Pour boiling hot water over dried bamboo leaves, soak the leaves overnight. Next day, use a damp cloth to wipe it down and rinse once through.
This should yield at least 30-35 pieces of good leaves. Dried leaves are brittle, only 60-70% of the leaves can be used after soaking.
Marinate pork belly with 2 tablespoons of 5 spice powder, 3 teaspoons of salt, 1 tablespoon of soy sauce, 2 tablespoons of dark soy sauce, 2 teaspoons of white pepper, 3 teaspoons of sesame oil, 1 tablespoon of lard oil, marinate overnight.
Deep fry the chopped shallot, drain, set aside shallot oil.
In a dry wok, stir fry pork lard until lard oil appears, discard lard.
Dice up soaked mushroom and hae bee.
Mushroom/hae bee filling- put in 3 tablespoons shallot oil and fry till fragrant, season with 1 teaspoon of salt, 1 tablespoon of dark soy sauce. Stir in fried shallot.
Fry the soaked glutinous rice with 1 teaspoon of salt and 1-2 tablespoons of dark soy sauce with 5 tablespoons of shallot oil and 2 tablespoons of lard oil.

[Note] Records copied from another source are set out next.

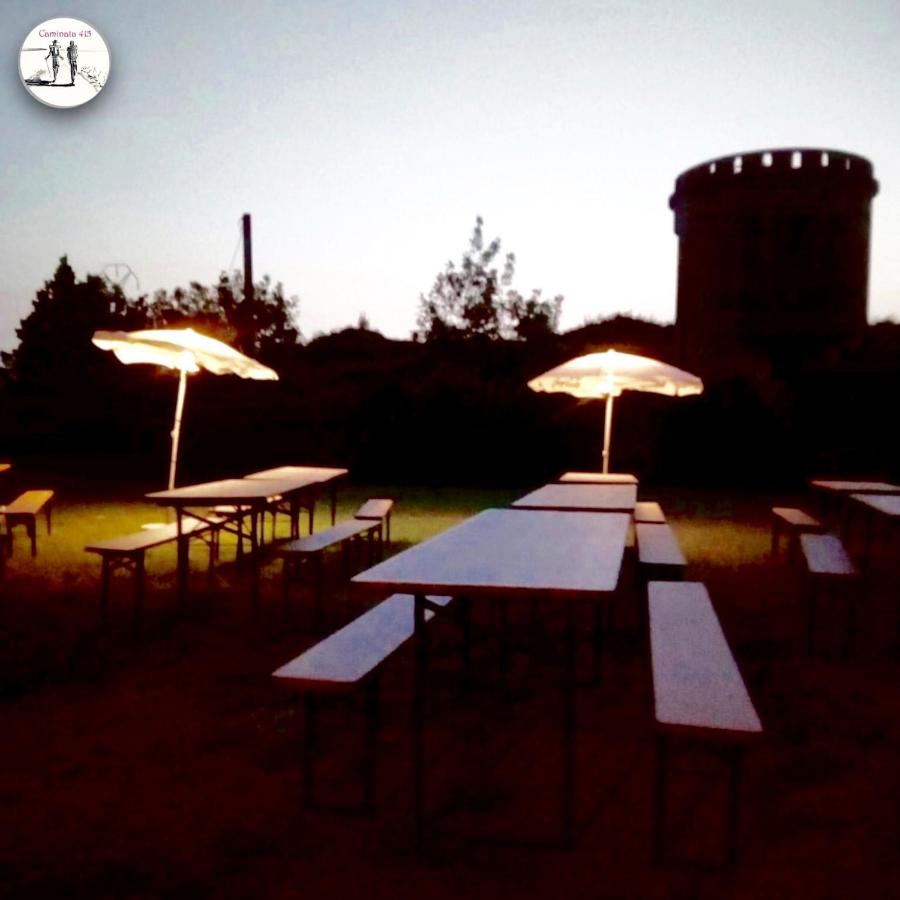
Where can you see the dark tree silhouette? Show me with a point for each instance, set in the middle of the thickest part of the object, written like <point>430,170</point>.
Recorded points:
<point>265,325</point>
<point>475,300</point>
<point>55,338</point>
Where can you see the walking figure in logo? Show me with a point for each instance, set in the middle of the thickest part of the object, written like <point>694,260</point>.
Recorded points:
<point>54,56</point>
<point>72,54</point>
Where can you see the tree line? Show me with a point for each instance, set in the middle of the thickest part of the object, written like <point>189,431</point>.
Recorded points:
<point>450,405</point>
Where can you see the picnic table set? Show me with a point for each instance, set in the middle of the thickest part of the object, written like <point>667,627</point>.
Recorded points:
<point>563,545</point>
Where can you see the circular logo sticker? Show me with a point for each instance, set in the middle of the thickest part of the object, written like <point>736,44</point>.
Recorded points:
<point>64,62</point>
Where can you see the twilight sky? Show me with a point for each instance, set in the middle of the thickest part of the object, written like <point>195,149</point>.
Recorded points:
<point>365,136</point>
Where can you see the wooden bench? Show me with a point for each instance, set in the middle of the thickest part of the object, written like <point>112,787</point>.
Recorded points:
<point>831,572</point>
<point>346,660</point>
<point>650,512</point>
<point>659,555</point>
<point>311,549</point>
<point>699,695</point>
<point>378,508</point>
<point>128,551</point>
<point>791,522</point>
<point>24,510</point>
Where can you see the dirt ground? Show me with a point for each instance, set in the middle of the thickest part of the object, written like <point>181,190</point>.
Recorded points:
<point>168,765</point>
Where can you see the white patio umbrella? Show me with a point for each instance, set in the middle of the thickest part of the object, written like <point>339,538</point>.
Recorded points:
<point>188,352</point>
<point>607,374</point>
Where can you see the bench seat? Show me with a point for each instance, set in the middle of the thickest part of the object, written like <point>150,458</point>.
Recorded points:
<point>352,653</point>
<point>659,555</point>
<point>378,508</point>
<point>699,694</point>
<point>650,512</point>
<point>312,547</point>
<point>792,522</point>
<point>24,511</point>
<point>128,552</point>
<point>350,658</point>
<point>831,571</point>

Set aside to cool for wrapping.
Wrapping Directions: Fold two pieces of bamboo leaves into a cone shape. The smoother side should be in contact with the rice to prevent the rice from sticking to the leaves when it is cooked.

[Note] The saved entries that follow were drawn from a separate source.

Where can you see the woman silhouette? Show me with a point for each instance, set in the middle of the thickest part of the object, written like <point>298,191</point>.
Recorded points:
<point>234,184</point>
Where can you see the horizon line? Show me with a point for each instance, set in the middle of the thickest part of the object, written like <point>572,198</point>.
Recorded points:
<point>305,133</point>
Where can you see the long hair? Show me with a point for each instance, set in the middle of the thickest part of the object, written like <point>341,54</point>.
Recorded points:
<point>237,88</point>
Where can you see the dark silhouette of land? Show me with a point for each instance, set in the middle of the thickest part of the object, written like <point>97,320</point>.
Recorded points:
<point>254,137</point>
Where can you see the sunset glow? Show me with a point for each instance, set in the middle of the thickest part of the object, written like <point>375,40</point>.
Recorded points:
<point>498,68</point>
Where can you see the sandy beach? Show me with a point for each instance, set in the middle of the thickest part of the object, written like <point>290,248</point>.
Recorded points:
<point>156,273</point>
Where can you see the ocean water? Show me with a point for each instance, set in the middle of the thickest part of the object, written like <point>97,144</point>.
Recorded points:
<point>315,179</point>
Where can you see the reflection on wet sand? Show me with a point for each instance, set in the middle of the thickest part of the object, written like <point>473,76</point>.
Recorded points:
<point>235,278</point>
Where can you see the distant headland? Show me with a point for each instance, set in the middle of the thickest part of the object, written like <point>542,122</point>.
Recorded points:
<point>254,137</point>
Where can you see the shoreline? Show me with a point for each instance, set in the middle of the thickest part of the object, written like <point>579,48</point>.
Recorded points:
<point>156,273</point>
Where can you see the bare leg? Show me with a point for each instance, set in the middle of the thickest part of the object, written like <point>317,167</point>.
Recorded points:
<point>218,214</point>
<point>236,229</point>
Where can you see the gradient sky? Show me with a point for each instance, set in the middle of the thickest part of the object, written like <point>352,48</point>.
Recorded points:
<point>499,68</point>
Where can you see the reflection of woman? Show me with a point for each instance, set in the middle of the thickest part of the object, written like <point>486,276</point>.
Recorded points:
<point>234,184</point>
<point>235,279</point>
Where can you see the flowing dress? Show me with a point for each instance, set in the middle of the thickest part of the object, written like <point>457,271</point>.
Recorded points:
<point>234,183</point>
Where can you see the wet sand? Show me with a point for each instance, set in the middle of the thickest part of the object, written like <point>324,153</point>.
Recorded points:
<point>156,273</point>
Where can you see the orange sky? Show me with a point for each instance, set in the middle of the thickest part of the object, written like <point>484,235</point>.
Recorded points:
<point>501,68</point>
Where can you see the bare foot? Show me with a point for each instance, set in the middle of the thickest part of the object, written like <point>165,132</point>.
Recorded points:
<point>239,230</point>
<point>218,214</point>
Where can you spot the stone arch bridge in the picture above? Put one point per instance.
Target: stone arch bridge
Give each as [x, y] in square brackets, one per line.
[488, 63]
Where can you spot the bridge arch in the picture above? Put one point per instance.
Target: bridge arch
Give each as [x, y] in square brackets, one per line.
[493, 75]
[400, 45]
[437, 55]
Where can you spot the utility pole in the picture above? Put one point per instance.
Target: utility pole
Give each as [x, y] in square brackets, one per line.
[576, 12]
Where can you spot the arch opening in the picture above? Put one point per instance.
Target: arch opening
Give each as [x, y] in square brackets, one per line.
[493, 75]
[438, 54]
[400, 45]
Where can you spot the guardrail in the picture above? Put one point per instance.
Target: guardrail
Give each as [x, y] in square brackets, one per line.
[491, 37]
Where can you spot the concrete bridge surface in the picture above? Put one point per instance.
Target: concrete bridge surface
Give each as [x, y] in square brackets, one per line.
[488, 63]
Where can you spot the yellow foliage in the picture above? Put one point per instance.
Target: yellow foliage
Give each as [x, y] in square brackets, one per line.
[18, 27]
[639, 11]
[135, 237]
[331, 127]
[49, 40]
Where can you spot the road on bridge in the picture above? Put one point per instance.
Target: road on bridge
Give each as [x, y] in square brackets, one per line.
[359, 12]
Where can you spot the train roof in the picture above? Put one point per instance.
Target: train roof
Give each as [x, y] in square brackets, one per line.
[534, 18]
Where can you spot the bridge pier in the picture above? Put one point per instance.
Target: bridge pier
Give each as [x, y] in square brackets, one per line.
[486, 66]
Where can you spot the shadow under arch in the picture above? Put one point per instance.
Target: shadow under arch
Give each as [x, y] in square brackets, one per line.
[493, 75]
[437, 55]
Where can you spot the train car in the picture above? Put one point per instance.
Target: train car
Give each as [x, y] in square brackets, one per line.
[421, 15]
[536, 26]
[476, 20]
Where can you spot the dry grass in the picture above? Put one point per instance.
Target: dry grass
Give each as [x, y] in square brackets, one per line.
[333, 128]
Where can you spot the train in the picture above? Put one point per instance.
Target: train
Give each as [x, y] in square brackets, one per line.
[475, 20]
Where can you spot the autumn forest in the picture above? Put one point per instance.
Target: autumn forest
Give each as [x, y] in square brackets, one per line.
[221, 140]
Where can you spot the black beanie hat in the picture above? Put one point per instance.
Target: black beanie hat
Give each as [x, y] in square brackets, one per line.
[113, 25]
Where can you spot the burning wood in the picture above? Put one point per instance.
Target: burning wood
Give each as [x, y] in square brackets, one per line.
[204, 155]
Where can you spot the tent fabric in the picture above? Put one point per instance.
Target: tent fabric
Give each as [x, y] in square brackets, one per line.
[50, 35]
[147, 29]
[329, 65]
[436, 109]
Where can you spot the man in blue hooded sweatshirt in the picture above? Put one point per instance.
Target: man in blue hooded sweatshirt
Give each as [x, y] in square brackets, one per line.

Fill one-third of the cone with glutinous rice.
Add in the rest of the ingredients to your liking.
Top off with more glutinous rice.
Tighten both sides of the cone and cover the exposed top firmly.

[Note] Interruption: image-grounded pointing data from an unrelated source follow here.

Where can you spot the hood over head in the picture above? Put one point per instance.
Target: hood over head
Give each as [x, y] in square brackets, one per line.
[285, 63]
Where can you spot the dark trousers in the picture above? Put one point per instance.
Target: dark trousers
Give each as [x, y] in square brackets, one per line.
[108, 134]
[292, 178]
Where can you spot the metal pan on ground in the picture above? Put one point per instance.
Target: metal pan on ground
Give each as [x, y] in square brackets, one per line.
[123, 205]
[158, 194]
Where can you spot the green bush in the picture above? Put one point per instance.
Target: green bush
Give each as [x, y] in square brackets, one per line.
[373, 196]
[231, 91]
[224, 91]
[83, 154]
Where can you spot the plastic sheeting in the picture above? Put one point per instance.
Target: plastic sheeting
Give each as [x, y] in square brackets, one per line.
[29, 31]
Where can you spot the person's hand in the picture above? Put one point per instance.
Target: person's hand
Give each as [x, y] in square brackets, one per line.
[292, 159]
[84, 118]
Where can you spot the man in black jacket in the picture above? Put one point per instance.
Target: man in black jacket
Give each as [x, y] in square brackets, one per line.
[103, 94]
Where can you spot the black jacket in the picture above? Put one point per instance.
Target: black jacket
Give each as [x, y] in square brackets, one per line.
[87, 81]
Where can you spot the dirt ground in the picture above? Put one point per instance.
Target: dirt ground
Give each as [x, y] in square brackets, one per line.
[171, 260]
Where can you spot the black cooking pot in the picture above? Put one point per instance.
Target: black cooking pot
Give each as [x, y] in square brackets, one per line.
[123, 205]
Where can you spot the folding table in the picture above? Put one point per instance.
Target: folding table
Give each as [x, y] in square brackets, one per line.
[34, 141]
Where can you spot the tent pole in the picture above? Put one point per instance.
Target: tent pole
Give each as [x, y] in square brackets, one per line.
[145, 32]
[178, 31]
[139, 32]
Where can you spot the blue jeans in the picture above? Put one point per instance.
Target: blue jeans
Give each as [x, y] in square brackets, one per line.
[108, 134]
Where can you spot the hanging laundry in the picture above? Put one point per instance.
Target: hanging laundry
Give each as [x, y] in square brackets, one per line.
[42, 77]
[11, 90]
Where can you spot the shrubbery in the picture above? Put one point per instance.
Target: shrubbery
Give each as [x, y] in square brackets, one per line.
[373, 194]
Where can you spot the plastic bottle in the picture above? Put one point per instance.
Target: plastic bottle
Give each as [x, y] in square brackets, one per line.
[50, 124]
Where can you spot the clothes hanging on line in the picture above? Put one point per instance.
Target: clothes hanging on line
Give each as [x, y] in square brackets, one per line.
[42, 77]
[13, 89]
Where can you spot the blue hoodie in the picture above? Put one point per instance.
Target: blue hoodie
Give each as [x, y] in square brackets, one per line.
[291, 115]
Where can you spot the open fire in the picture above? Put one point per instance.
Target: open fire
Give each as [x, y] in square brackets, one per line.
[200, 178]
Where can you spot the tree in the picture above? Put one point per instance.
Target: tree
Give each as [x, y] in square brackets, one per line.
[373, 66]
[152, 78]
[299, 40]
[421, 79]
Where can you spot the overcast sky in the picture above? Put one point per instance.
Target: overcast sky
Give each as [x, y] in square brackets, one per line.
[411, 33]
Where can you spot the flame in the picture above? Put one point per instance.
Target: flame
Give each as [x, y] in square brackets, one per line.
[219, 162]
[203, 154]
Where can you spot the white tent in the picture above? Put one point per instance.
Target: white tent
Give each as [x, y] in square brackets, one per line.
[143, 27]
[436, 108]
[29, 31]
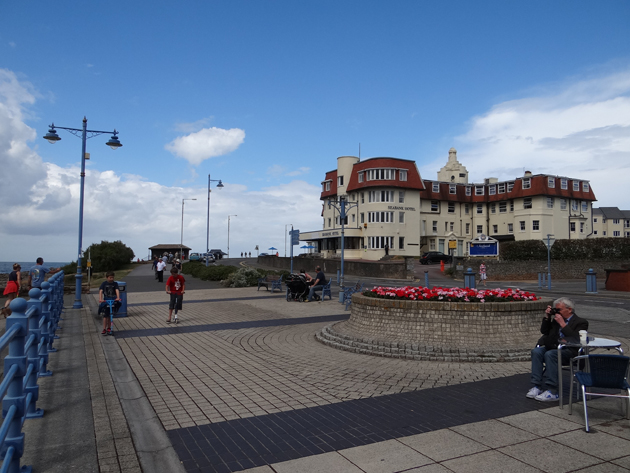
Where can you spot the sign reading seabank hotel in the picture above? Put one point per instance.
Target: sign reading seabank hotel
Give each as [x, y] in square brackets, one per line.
[389, 204]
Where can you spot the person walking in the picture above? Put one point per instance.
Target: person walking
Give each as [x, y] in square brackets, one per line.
[12, 289]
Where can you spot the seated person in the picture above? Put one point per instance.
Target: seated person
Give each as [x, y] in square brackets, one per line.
[560, 325]
[318, 284]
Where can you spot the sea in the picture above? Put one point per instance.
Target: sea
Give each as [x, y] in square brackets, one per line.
[7, 266]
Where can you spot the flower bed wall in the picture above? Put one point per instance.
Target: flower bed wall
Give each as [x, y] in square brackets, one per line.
[447, 331]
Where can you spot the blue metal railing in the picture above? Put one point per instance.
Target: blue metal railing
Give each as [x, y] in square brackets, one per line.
[30, 332]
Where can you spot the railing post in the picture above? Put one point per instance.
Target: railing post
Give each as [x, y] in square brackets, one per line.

Fold the end of the leaves to complete the pyramid.
Tie the Bak Zhang from the middle of the string. Make two rounds around the Bak Zhang tightly.
Tie a tight knot. Let it hang.
Complete the rest to make a bunch.
After wrapping, boil a big pot of water with ½ cup of salt. Tie the pandan leaves and drop it in the water.
Slowly immerse the dumplings into the water and boil on high fire for 45 minutes.
Turn the dumplings around and give it a good stir and continue boiling on high fire for another 45 minutes.